Supplementary variables can also help confirm our interpretation, particularly the position variable:

> plot.MCA(mca_no_gk, invisible = c("ind","var"))

And indeed we find on the left part of the graph the attacking positions (LW, ST, RW) and on the top part of the graph the defensive positions (CB, LB, RB).

If our interpretation is correct, the projection on the second bissector of the graph will be a good proxy for the overall level of the player. The best players will be found on the top left area while the weaker ones will be found on the bottom right of the graph. There are many ways to check this, for example looking at the projection of the modalities of the variable “overall”. As expected, “overall_4” is found on the top-left corner and “overall_1” on the bottom-right corner. Also, on the graph of the supplementary variables, we observe that “Ligue 1” (first division of the french league) is on the top-left area while “Ligue 2” (second division) lies on the bottom-right area.

With only these two axes interpreted there are plenty of fun things to note:

Left wingers seem to have a better overall level than right wingers (if someone has an explanation for this I’d be glad to hear it!)

Age is irrelevant to explain the level of a player, except for the younger ones who are in general weaker.

Modalities that are most representative of the third axis are technical weaknesses: the players with the lower technical abilities (dribbling, ball control, etc.) are on the end of the axis while the players with the highest grades in these abilities tend to be found at the center of the axis:

We note with the help of the supplementary variables, that midfielders have the highest technical abilities on average, while strikers (ST) and defenders (CB, LB, RB) seem in general not to be known for their ball control skills.

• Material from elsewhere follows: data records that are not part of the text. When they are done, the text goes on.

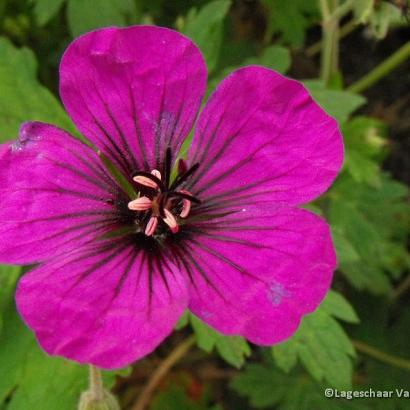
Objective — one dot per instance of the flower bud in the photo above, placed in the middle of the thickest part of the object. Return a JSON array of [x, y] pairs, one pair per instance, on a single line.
[[88, 401]]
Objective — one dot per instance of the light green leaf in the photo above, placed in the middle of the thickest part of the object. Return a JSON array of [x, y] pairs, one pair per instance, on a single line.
[[29, 379], [87, 15], [362, 10], [338, 104], [45, 10], [22, 98], [233, 349], [322, 346], [205, 28]]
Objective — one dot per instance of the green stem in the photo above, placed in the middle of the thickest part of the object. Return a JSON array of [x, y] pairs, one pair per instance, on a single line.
[[330, 37], [381, 356], [383, 69], [96, 385], [159, 373]]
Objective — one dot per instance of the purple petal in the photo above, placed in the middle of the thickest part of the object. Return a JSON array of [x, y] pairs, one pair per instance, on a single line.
[[256, 272], [105, 305], [133, 91], [54, 195], [261, 135]]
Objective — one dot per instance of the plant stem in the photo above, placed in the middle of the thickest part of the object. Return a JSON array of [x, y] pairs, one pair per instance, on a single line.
[[343, 32], [381, 356], [383, 69], [161, 371], [330, 36], [96, 384]]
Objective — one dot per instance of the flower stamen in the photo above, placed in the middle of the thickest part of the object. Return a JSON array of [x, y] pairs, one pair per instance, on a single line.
[[140, 204]]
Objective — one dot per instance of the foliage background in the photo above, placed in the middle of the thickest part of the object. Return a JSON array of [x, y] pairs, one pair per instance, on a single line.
[[359, 337]]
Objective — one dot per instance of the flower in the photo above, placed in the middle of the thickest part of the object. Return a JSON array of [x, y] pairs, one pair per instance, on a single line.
[[127, 237]]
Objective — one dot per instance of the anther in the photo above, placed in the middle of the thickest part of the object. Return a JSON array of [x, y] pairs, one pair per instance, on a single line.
[[186, 204], [140, 204], [171, 221], [151, 226]]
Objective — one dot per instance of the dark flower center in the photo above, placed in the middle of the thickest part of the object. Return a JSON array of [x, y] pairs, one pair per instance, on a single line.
[[162, 205]]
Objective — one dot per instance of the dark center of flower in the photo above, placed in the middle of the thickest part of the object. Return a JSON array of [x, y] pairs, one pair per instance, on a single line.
[[161, 202]]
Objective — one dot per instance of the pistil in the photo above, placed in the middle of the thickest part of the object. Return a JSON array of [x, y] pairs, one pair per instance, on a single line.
[[161, 200]]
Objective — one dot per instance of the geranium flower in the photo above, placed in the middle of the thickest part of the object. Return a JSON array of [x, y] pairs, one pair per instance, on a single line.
[[124, 252]]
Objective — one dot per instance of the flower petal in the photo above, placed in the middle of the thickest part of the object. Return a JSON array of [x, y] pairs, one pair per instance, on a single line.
[[256, 272], [133, 91], [54, 194], [107, 304], [261, 136]]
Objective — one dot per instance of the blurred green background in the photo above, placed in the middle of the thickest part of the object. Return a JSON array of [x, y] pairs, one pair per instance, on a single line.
[[359, 337]]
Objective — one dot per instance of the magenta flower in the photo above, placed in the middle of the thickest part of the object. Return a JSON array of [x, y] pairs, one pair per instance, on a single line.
[[222, 236]]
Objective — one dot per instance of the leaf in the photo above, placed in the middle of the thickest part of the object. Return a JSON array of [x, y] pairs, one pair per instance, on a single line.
[[8, 278], [83, 17], [263, 385], [362, 10], [29, 379], [345, 251], [336, 305], [274, 57], [205, 28], [22, 98], [233, 349], [290, 19], [266, 387], [45, 10], [382, 17], [375, 222], [174, 398], [322, 346], [338, 104], [362, 169]]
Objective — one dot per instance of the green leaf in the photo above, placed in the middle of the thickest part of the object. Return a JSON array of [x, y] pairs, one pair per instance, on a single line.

Now we see why we chose to make the variables categorical instead of quantitative. If we had kept the orginal variables (quantitative) and performed a PCA on the data, the projections would have kept the orders for each variable, unlike what happens here for axis 3. And after all, isn’t it better like this? Ordering players according to their technical skills isn’t necessarily what you look for when analyzing the profiles of the players. Football is a very rich sport, and some positions don’t require Messi’s dribbling skills to be an amazing player!

Mathieu Valbuena

Now we add the data for a new comer in the French League, Mathieu Valbuena (actually Mathieu Valbuena arrived in the French League in August of 2015, but I warned you that the data was a bit old ;)). We’re going to compare Mathieu’s profile (as a supplementary individual) to the other players, using our data analysis.

Last two lines produce the graphs with Mathieu Valbuena on axes 1 and 2, then 2 and 3:

So, Mathieu Valbuena seems to have good offensive skills (left part of the graph), but he also has a good overall level (his projection on the second bissector is rather high). He also lies at the center of axis 3, which indicates he has good technical skills. We should thus not be surprised to see that the positions that suit him most (statistically speaking of course!) are midfield positions (CAM, LM, RM). With a few more lines of code, we can also find the French league players that have the most similar profiles:

And we get: Ladislas Douniama, Frédéric Sammaritano, Florian Thauvin, N’Golo Kanté and Wissam Ben Yedder.

There would be so many other things to say about this data set but I think it’s time to wrap this (already very long) article up 😉 Keep in mind that this analysis should not be taken too seriously! It just aimed at giving a fun tutorial for students to discover R, FactoMineR and data analysis.